Aan bepaalde vergelijkingen valt moeilijk te ontkomen, zoals in de cartoon van Adriaan Soeterbroek op de VARA-weblog Joop.nl,  maar die noemt Wilders dan weer 'walgelijk' en 'ziekelijk'.

Toch denk ik dat hij het binnenskamers allemaal prachtig vindt: bot in de bek, lekker stoken, op tijd zelf het slachtoffer uithangen. Daar worden Wildersachtigen altijd beter van.


Adriaan Soeterbroek in Joop.nl

maandag 7 februari 2011

7 februari


Gezien: Rundskop, film noir in de ware zin, in een hard, lelijk, grijs-bruin-zwart decor waar de betere Belgische filmmakers een patent op hebben. Geen echte kleuren in Rundskop, of het zouden de rode lichtjes moeten zijn op de Chaussée d'Amour, maar ook die zitten weg achter Haspengouwse nevel.
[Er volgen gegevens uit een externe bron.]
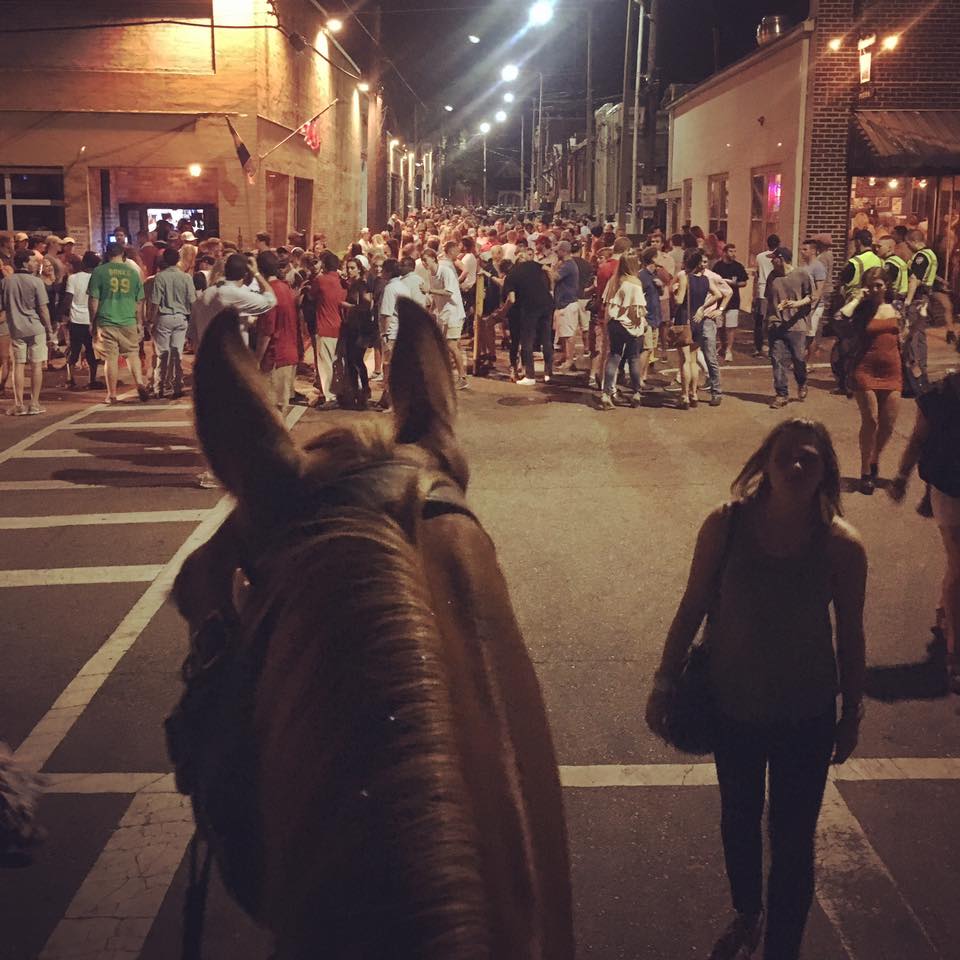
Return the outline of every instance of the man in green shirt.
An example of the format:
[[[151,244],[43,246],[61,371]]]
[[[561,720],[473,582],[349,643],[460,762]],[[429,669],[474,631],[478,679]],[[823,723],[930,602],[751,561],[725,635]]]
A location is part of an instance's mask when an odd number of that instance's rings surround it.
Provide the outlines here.
[[[119,243],[107,245],[106,263],[90,275],[87,288],[94,347],[104,358],[107,403],[117,397],[118,358],[127,368],[143,402],[150,399],[140,370],[140,339],[143,336],[143,280],[140,271],[127,263]]]

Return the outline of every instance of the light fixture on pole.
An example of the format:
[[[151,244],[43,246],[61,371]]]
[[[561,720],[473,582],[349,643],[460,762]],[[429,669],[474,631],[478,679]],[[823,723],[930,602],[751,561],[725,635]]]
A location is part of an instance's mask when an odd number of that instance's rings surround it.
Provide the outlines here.
[[[553,19],[553,3],[551,0],[538,0],[530,8],[530,26],[542,27]]]

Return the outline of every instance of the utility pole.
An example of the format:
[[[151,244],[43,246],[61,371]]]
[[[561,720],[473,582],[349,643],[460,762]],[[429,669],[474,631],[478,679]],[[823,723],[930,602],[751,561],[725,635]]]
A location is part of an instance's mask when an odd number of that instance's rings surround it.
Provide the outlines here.
[[[660,82],[657,78],[657,32],[660,21],[658,7],[660,0],[649,0],[650,13],[648,15],[649,31],[647,37],[647,115],[644,117],[647,131],[647,159],[644,164],[645,176],[652,183],[660,187],[660,180],[657,177],[657,114],[660,111]],[[654,214],[654,223],[656,223],[656,214]]]
[[[633,33],[633,2],[627,0],[627,26],[623,32],[623,95],[620,98],[620,158],[617,161],[617,227],[627,226],[627,163],[629,141],[627,140],[627,94],[630,90],[630,38]]]
[[[637,211],[637,161],[640,136],[640,71],[643,66],[643,29],[646,25],[646,9],[643,0],[639,0],[640,24],[637,28],[637,69],[633,77],[633,164],[630,168],[630,232],[637,233],[638,222],[640,221]]]
[[[594,213],[593,159],[593,7],[587,8],[587,213]]]

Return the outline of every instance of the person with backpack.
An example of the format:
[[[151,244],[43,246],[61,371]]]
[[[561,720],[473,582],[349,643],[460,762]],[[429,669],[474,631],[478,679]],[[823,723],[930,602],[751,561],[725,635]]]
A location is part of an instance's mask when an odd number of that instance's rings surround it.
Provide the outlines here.
[[[949,689],[960,693],[960,372],[948,374],[917,398],[913,433],[889,488],[897,503],[906,496],[917,465],[943,539],[946,570],[937,630],[946,640]]]
[[[840,466],[822,423],[778,424],[731,492],[733,501],[715,509],[697,537],[646,721],[669,742],[678,681],[706,618],[720,826],[735,911],[709,957],[753,956],[765,927],[764,960],[797,960],[813,901],[827,772],[856,749],[863,717],[867,557],[842,518]]]

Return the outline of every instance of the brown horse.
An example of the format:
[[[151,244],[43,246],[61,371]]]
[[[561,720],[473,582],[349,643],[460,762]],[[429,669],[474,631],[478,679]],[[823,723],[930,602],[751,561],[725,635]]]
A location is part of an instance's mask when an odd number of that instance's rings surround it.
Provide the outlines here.
[[[197,358],[198,435],[237,507],[174,596],[194,629],[226,609],[263,642],[252,912],[277,960],[570,960],[543,699],[463,501],[445,344],[401,304],[393,420],[357,417],[305,449],[235,314]]]

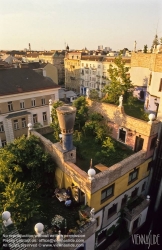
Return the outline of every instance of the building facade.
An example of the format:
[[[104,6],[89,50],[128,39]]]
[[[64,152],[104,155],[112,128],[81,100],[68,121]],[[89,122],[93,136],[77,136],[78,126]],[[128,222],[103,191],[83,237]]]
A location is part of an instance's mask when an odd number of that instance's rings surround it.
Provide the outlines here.
[[[0,146],[27,135],[27,124],[50,124],[49,99],[58,86],[30,69],[0,70]]]
[[[153,53],[132,53],[130,76],[135,96],[148,113],[162,119],[162,45]]]
[[[69,52],[65,58],[65,87],[86,95],[87,89],[97,90],[99,97],[102,89],[109,83],[108,69],[114,64],[114,56],[85,55],[82,52]],[[123,57],[125,66],[130,66],[130,58]]]
[[[93,105],[94,104],[94,105]],[[112,166],[97,164],[99,173],[93,176],[76,165],[76,148],[64,150],[60,142],[52,144],[40,137],[58,167],[55,178],[60,188],[71,187],[79,203],[95,209],[96,235],[89,239],[90,249],[100,246],[107,238],[107,230],[117,226],[124,207],[125,223],[129,234],[134,233],[146,220],[149,199],[149,163],[152,159],[160,122],[143,122],[125,115],[123,107],[89,101],[91,112],[99,112],[112,127],[112,136],[131,147],[134,154]],[[66,129],[64,129],[66,131]],[[33,132],[35,134],[35,132]],[[38,133],[36,133],[39,136]],[[71,144],[70,144],[71,145]],[[127,202],[143,197],[141,203],[128,210]]]

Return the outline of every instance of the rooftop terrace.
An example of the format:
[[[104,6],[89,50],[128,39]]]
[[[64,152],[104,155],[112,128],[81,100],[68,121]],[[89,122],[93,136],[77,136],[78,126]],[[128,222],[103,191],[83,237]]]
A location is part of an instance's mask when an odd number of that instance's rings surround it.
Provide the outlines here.
[[[53,133],[48,133],[44,135],[45,138],[49,139],[51,142],[55,143]],[[87,136],[82,138],[81,142],[78,143],[74,140],[74,146],[76,146],[76,165],[87,172],[90,167],[90,160],[93,159],[93,166],[101,163],[107,167],[124,160],[128,156],[132,155],[134,152],[124,144],[113,140],[115,151],[110,152],[108,155],[103,155],[102,147],[96,143],[93,136]],[[100,170],[99,170],[100,169]],[[101,172],[102,168],[95,168],[96,173]]]

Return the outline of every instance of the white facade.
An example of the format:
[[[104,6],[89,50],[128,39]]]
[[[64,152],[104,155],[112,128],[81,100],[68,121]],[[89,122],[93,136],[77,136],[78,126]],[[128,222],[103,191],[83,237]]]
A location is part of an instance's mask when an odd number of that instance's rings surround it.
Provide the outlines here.
[[[86,89],[96,89],[101,97],[103,65],[99,61],[81,60],[80,93],[86,95]]]
[[[35,99],[36,97],[41,97],[44,98],[45,96],[50,96],[49,99],[52,99],[53,101],[58,101],[58,88],[54,89],[48,89],[48,90],[40,90],[36,92],[26,92],[26,93],[19,93],[15,95],[5,95],[0,97],[0,104],[7,103],[7,102],[21,102],[22,100],[25,102],[26,99]],[[10,118],[7,118],[9,115],[14,115],[16,114],[16,117],[20,117],[22,112],[27,112],[27,117],[28,120],[26,123],[33,123],[33,115],[37,115],[37,123],[43,126],[43,112],[46,112],[47,116],[47,125],[50,124],[50,111],[49,111],[49,100],[48,103],[45,103],[44,105],[41,106],[35,106],[35,107],[30,107],[30,108],[24,108],[20,109],[18,111],[12,111],[12,112],[7,112],[5,114],[0,114],[0,122],[3,122],[3,127],[4,127],[4,132],[5,132],[5,137],[6,137],[6,143],[10,143],[14,140],[14,131],[13,131],[13,126],[12,126],[12,121]],[[20,113],[20,116],[18,116],[18,113]],[[17,118],[15,118],[17,119]],[[1,143],[1,134],[0,134],[0,145]]]

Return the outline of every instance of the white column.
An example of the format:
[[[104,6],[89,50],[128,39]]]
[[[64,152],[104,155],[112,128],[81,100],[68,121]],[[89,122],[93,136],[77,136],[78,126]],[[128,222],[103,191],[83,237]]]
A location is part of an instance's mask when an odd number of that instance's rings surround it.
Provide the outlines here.
[[[49,112],[50,112],[50,123],[52,123],[52,116],[51,116],[51,113],[52,113],[52,100],[51,99],[49,100]]]

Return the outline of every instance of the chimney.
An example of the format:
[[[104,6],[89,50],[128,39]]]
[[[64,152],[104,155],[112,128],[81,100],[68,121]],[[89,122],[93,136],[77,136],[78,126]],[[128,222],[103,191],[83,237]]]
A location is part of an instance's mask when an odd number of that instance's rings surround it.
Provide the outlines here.
[[[62,133],[62,147],[66,151],[70,151],[73,146],[73,128],[76,116],[76,108],[68,105],[58,107],[56,109],[58,121]]]

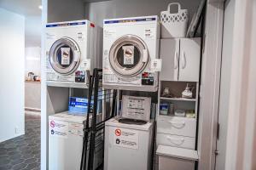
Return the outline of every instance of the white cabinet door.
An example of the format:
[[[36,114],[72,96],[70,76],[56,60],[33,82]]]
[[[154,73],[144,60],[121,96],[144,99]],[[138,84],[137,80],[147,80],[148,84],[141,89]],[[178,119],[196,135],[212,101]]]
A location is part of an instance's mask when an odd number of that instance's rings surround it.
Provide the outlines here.
[[[160,57],[162,59],[161,81],[177,81],[179,39],[161,39]]]
[[[201,38],[181,38],[178,81],[198,82]]]

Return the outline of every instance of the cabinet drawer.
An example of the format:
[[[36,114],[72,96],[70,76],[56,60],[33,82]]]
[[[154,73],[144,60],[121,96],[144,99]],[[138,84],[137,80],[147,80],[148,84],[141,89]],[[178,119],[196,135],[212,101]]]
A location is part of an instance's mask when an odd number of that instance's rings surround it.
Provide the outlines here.
[[[157,118],[157,133],[195,138],[196,119],[170,116]]]
[[[156,144],[194,150],[195,145],[195,138],[157,133]]]
[[[195,162],[168,156],[159,156],[159,170],[194,170]]]

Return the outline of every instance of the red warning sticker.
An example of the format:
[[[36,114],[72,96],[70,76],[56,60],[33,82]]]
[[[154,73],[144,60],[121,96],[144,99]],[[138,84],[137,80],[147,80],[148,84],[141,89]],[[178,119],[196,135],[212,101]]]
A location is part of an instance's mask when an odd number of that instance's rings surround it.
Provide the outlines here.
[[[49,123],[51,128],[55,128],[55,122],[54,121],[51,121]]]
[[[115,129],[114,133],[116,136],[120,136],[122,134],[122,131],[121,131],[121,129],[117,128],[117,129]]]

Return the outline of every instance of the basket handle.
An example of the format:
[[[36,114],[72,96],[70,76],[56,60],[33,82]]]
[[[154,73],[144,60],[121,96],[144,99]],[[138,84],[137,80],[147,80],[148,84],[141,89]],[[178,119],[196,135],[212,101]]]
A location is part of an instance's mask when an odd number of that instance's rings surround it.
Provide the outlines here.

Bloedrood alleen als er echt bloed vloeit, tussen de benen van Christus aan zijn kruis, of uit de mond van kleine Jacky. Zo'n film die over iets gaat, die niet plakt van de kleffe kalenderplaatjes, waar wel iemand vermoord wordt, maar buiten beeld, en daar gaat het niet over. Waarin de acteurs voor een keer eens geen veredeld Antwerps praten, maar eerlijk Sintrùins of Kusts, en alleen als het nodig is, en dat is niet zo veel. Een film die begint met de moraal: gekloeët zé dzj' àltèèt. En kópt oer bèèn én ne bàànwienkel.*

(*Sint-Truidense aangepaste spelling, Sintrùinse Diksjònèèr, 't Neigemènneke, 1995).

zaterdag 5 februari 2011

6 februari

 
'Eén op de tien tieners verkiest communiceren via een sociaalnetwerksite boven reallifecommunicatie'. Mijn krant citeert een onderzoek van de Universiteit Antwerpen.
Communiceren via een sociaalnetwerksite, dat versta ik. Facebook en zo, Twitter. Ik heb dat nog nooit van dichtbij gezien, en zo is het goed, maar ik kan me er wel iets bij voorstellen. Janneke is gisteren wezen zwemmen met Mieke, zie fotootje, het was weer keigezellig. Meer problemen heb ik met die andere negen tieners die zweren bij reallifecommunicatie. Vast weer een nieuwe trend, erg populair ook nog, en dit keer heb ik hem helemaal gemist. Wat is daar voor nodig? Een real life? Heb ik dat? Mogelijk niet. 'Get a life', hoor je wel eens. Misschien moet ik dat eerst maar eens doen.


vrijdag 4 februari 2011

4 februari



Hoe is 't? vroeg achter mij iemand aan iemand anders.
Dat gaat. Blij dat de winter voorbij is, was het antwoord.
De plaats van het gebeuren was de wekelijkse markt hier in S. Het was rond de middag, de zon scheen.
Heb je dat gehoord? zei ik tegen mijn gade. De winter is voorbij!
We vonden het allebei schitterend nieuws. Toen ik weer thuis was heb ik een boekje meegenomen naar buiten. Ik heb zitten lezen op de bank tegen de keukenmuur. Het leek best koud nog, maar dat was dus inbeelding.